Snitches—or worse. Some media luminaries have gone beyond even the government’s vilification of whistleblowers. Last year, in a November 8 broadcast of 60 Minutes, CBS anchor Scott Pelley led off a segment by flatly referring to “convicted spy Chelsea Manning.”
The preposterous labeling of Manning as a “spy” by one of the highest-rated TV news programs should have sparked an outcry from major news outlets like The New York Times and Washington Post, which benefited greatly from the cache of state secrets that Manning brought to WikiLeaks. Without such whistleblowing and the unauthorized leaks of classified information, we would know little about the “war on terror” beyond what top officials told us.
Of course, leaks of classified information to reporters are a commonplace in Washington. The vast majority are officially sanctioned to help put the government in a favorable light.
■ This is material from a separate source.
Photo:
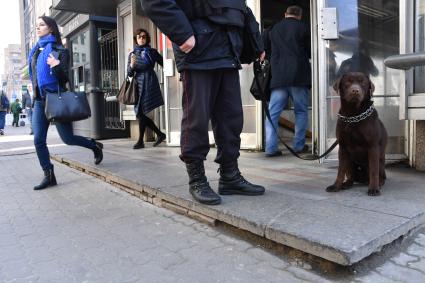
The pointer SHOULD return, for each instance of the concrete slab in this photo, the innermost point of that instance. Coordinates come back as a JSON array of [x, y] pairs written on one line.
[[296, 211]]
The late Senator Daniel Patrick Moynihan’s observation in a September 1998 letter to President Clinton is no less true today; Moynihan pointed out that leaking information to the press had become “a routine aspect of government life.” He added: “An evenhanded prosecution of leakers could imperil an entire administration.”
The winks and nods of selective prosecution mean that working journalists are apt to accept—and help perpetuate—an unjust system designed to flood the media zone with “authorized” leaks of classified information, that is those that spin a positive narrative. By tacitly accepting the government’s decision on which leakers to leave alone and which to prosecute, the media and traditional First Amendment advocates are buying into a narrow concept of press freedom—and a sophisticated form of government manipulation that distorts information flowing to the public.
When alleged sources of unauthorized leaks face imprisonment, journalists should make common cause with them—openly asserting that such leaks are essential for revealing fuller truths about what Washington doesn’t want the public to know. And when whistleblowers are locked up, the news media should provide coverage that counters the government’s efforts to stigmatize them as wrongdoers.
Chelsea Manning is serving a 35-year prison term. Jeffrey Sterling—who continues to deny he provided Risen with any classified information—is eight months into serving a 3.5-year prison term.
As one of the few journalists to attend all of the two-week Sterling trial, I watched with concern the successful prosecution that rested entirely on circumstantial evidence. Prosecutors made effective use of metadata, which showed that communication took place between Sterling and Risen—with the content almost entirely unknown. The prosecution also presented as damaging evidence the fact that the Times had published an article by Risen that quoted Sterling, who is African American, about a subject unrelated to the classified information—his lawsuit against the CIA for racial discrimination.
That a prosecution case could be successfully built around such evidence—merely showing that the defendant had communicated with a reporter—should have been alarming to journalists across the country. But news organizations and the big press-freedom groups weren’t paying attention to the ominous implications. And they scarcely noted that whether or not Sterling was guilty as indicted, he was a whistleblower. In 2003 he earned the ire of top officials in Langley by going through proper channels to express concerns to the Senate Intelligence Committee staff about the CIA’s “Operation Merlin” aimed at Iran.
The conceit that it’s possible to defend press freedom while turning a cold shoulder to whistleblowers is short-sighted—and, in the long run, for independent journalism and true First Amendment advocates, self-defeating.